Festa da Exaltação da Santa Cruz
15-09-2025Tudo na vida está marcado pela cruz, por uma realidade e sensação que torna a vida desconfortável, pesada, mais ou menos arreliadora, insuportável. Por onde quer que vamos, sempre nos acompanha, sempre nos rodeia a cruz dos outros, que se junta à nossa. Recordo ter lido que “um homem enlouqueceu com a mania de não pisar a cruz ao andar, nomeadamente, as dos calceteiros, que a pavimentaram. Caminhava em bicos de pé ou em pequenos saltos para evitar a profanação de pisar a cruz, porque as lousas, os azulejos, o parquê do pavimento, um inevitável cruzamento de linhas desenhavam continuamente inumeráveis cruzes”. Que trágica cruz para não pisar cruzes!…
Perigosa mania porque, efectivamente, não se pode dar um passo pelo mundo sem tropeçar, sem pisar uma cruz.
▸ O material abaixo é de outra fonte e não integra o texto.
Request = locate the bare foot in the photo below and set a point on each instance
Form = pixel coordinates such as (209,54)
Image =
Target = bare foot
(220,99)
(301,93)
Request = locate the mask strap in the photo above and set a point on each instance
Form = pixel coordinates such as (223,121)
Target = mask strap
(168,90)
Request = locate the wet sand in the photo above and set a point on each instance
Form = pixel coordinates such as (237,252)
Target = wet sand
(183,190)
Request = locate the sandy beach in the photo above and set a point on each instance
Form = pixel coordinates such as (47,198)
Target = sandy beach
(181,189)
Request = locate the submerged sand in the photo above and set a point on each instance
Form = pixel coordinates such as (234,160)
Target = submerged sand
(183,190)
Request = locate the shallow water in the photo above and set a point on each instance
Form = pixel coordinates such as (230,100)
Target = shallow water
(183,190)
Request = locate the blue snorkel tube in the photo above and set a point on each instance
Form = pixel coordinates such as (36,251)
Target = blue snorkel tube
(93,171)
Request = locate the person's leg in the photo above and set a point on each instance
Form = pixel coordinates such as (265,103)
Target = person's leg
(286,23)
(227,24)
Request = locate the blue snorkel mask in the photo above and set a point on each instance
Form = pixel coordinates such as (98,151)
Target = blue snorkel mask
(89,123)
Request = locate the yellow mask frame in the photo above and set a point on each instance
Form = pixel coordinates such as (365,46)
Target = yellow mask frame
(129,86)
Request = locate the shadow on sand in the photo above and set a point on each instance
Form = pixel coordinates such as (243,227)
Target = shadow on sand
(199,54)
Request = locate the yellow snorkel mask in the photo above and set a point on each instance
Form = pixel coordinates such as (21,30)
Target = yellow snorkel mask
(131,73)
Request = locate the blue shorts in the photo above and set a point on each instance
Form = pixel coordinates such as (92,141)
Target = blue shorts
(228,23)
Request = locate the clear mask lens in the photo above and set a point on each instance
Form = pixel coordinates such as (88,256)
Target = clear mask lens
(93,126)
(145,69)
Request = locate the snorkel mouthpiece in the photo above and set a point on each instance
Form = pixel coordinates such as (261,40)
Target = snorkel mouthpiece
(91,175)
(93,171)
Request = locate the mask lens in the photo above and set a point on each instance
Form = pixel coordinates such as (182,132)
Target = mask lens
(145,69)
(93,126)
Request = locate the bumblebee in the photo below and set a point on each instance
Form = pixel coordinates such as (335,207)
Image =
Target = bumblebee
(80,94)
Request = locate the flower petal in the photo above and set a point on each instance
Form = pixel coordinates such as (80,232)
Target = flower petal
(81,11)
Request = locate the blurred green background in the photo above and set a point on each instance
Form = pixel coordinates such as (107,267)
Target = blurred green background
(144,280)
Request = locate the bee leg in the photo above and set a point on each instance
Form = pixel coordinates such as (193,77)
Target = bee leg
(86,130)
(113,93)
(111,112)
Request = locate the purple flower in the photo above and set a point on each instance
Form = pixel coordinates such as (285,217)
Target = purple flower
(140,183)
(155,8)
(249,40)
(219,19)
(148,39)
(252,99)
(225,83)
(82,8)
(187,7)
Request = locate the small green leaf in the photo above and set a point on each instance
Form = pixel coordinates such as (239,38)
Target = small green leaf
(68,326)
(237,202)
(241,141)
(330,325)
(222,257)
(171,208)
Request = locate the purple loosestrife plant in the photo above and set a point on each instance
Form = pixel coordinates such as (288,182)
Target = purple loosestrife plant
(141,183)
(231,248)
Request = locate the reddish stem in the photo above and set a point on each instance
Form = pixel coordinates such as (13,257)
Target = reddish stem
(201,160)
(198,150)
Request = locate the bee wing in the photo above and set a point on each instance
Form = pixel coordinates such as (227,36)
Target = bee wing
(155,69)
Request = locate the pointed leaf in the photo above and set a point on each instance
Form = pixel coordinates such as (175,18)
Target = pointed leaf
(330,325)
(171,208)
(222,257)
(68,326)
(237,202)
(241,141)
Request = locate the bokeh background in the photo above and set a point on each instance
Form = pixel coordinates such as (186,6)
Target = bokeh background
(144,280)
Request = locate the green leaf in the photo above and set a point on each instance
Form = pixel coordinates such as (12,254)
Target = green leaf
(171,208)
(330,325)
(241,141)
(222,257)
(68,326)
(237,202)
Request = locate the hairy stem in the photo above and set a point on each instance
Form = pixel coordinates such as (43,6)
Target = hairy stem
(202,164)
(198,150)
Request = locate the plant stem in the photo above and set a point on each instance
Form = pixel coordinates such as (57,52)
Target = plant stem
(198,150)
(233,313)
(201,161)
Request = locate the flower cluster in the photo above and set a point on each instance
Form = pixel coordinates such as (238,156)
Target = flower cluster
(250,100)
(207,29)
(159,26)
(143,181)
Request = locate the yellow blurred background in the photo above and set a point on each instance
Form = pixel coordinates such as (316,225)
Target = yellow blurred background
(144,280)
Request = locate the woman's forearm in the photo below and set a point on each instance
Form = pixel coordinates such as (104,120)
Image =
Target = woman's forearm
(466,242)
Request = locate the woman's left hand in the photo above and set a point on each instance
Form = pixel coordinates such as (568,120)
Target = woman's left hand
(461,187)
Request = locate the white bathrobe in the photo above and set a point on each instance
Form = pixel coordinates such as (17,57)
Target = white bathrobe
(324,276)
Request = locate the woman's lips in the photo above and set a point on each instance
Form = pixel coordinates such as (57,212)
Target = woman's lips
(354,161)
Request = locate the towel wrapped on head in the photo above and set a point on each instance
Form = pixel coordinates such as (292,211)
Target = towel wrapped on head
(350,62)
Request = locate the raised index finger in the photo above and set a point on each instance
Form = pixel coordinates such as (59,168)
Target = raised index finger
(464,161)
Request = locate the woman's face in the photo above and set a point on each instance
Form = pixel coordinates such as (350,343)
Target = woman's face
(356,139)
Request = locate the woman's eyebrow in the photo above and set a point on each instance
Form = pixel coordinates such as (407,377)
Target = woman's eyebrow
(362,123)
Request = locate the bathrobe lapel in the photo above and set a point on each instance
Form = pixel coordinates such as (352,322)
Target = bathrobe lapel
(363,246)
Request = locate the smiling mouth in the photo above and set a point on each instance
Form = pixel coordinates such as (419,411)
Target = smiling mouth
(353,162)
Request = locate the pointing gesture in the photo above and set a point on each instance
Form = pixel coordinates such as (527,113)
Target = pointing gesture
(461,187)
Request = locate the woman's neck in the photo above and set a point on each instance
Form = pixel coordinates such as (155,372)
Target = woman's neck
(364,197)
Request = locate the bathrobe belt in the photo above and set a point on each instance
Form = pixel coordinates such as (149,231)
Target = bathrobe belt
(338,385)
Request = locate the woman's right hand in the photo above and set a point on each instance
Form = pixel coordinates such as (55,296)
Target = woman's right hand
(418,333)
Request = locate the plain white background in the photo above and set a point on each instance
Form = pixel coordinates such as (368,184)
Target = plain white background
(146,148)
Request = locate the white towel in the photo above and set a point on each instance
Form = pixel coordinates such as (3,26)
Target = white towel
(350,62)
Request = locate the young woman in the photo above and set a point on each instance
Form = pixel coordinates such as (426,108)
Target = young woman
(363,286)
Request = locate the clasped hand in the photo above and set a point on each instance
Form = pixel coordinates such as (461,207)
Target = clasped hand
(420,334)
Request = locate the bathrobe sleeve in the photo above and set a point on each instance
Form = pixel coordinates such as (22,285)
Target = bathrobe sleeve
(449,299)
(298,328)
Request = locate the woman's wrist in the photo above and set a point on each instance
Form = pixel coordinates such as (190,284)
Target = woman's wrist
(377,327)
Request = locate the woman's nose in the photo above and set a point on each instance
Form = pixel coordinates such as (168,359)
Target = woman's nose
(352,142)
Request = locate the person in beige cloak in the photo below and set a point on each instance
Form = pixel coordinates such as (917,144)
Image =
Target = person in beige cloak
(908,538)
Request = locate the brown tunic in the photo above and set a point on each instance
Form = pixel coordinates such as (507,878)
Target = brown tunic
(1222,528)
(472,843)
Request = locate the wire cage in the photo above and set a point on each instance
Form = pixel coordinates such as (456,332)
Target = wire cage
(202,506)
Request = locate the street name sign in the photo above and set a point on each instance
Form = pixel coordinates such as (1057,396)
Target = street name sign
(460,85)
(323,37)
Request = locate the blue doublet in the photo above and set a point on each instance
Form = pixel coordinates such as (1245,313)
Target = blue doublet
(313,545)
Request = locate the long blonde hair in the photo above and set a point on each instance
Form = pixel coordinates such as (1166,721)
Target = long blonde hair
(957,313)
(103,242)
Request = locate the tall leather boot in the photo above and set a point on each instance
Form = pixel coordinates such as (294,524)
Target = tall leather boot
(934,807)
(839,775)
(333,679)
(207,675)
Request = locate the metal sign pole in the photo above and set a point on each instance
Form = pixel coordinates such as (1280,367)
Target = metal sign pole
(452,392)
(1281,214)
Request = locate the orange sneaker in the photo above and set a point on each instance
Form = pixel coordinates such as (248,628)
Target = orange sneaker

Todas as coisas que na vida nos proporcionam satisfação, alegria ou prazer, por são e elementar que este seja trazem visível ou escondida a marca da fábrica – uma pequena cruz. Tudo: – a rosa e o pão, a nota do banco, a joia, o salário corrente e a cobrança abundante dos dividendos, tudo é filho da nossa dor, da nossa cruz, tudo adquirimos ou compramos com o “made in dor”.
Por isso, umas vezes mais outras menos, a nossa cruz torna-se insuportável. Queremos ver-nos livres dela. A pior táctica é a revolta e lutar contra a cruz é inútil. Ela defende-se ferozmente contra os nossos intentos e sempre nos vence. É como combater contra um gigante.
Por aquilo que eu próprio tenho observado, sobretudo, naqueles em que o peso da cruz deixa sulcos mais vincados, quem assim procede acaba duplamente crucificado. Por mais incrível que pareça, quem pretender desfazer-se da sua cruz, parti-la, verificará que os pedaços soltos voltarão vivos, a soldar-se. Quem procura enterrá-la, abafá-la com o álcool, com a droga, por exemplo, vê-la-á ressuscitada, imortal, milhares de vezes. Quem com um sorriso forçado ou com a base da maquilhagem procura escondê-la, disfarçá-la, encontrá-la-á sempre com traços ainda mais vivos e mais marcantes.
Esta cruz é sempre um suplício, um castigo, um opróbrio, porque é uma cruz solitária. Esta é e sempre foi a cruz dos homens. Entretanto, a reflexão deste domingo fez-me reconhecer que o Filho de Deus não tem cruz. Mas, quando os homens lhe deram uma cruz, semelhante àquela que inventaram uns para os outros, Jesus cravou-se nela para a transformar no maior sinal do seu amor por todos os que suportam uma cruz, e assim fazer dela um sinal de salvação, de libertação.
De facto, a única força capaz de vencer a cruz é o amor. Mas, para que tal aconteça, é necessário que na cruz, na vida de cada um de nós esteja Cristo.